En même temps, ce fonctionnaire, répondant aux questions de „DW” a fait remarquer que pour l’instant malgré tout, il n’y a pas lieu de se prononcer avec assurance au sujet de l’extradition d’Abliazov. « Il a encore le temps de faire appel, et d’autre part la question de son extradition vers la Russie se prolonge quelque peu ». Néanmoins, le fonctionnaire de l’administration présidentielle du Kazakhstan n’a aucun doute sur le fait qu’Abliazov se retrouvera très bientôt devant le tribunal russe, et que celui-ci prononcera un jugement sévère. « Nous disposons de l’information que très rarement en France, on prend la décision de ré-examiner une affaire qui a déjà été jugée par les autorités locales. D’autant plus que le tribunal d’Aix en Provence a géré l’affaire Abliazov pendant plus de trois mois. » a ajouté le fonctionnaire d’Astany.

Le rôle d’Abliazov

Les anciens alliés d’Abliazov de l’opposition kazakhe espèrent cependant que l’extradition ne sera pas effectuée. Selon eux, étant donné les nombreux témoignages des organisations internationales des droits de l’homme, la France peut renoncer à l’extradition d’Abliazov. Si non, reste encore le tribunal de Strasbourg. Dans le même temps, les représentants de l’opposition kazakhe évaluent de différentes façons, l’évolution des événements au cas où Abliazov serait expulsé vers la Russie.

Selon la directrice et la rédactrice en chef du groupe médiatique « Respublica » Irina Petrusheva, malgré le fait que la remise d’Abliazov au Kazakhstan est peu probable, Astana peut obtenir l’autorisation de faire subir un interrogatoire à l’ex-banquier : « Ces derniers temps les services spéciaux kazakhs se comportent sur le territoire de la Russie comme s’ils étaient chez eux. Les chargés d’instruction pourront donc pénétrer dans la structure internationale et tout faire par l’intermédiaire des responsables de Moscou ».
De son côté Amirzhan Kosanov, politicien connu au Kazakhstan, n’exclut pas que le Kremlin trouve avantageux d’utiliser l’affaire Abliazov pour ses propres fins, en menaçant Astana de ne pas lui remettre le banquier tombé en disgrâce. « La politique étrangère de la Russie devient de plus en plus néo-impériale.
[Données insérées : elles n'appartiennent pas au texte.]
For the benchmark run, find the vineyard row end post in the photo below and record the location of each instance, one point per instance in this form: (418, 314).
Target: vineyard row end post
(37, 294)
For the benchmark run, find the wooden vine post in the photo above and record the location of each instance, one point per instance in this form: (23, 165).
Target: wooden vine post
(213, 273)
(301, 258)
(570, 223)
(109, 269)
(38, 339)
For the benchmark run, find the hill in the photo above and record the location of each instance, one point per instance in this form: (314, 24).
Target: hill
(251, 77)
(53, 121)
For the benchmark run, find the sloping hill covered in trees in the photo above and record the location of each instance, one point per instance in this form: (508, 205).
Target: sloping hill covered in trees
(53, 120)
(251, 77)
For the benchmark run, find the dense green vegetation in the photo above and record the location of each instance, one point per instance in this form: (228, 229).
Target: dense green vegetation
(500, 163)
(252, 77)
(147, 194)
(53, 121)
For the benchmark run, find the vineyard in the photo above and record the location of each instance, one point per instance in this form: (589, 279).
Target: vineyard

Et Moscou souhaiterait qu’Astana, en appuyant les initiatives russes, leur donne davantage de poids», - a noté Amirzhan Kosanov.

A Astana on demande le calme Entre-temps, un employé de l’administration du président du Kazakhstan a affirmé que dans le cas de l’extradition d’Abliazov vers la Russie, le Kazakhstan parviendra à s’entendre avec la Fédération Russe non seulement sur la question du remboursement des fonds kazakhs détournés dans le cadre de l’affaire « Eurasie » mais aussi sur la question du retour de l’ex-banquier vers son pays. « Tout d’abord cet escroc purgera sa peine en Russie, ensuite nous nous en chargerons. Malgré tout il y a des limites », - a souligné le fonctionnaire kazakh.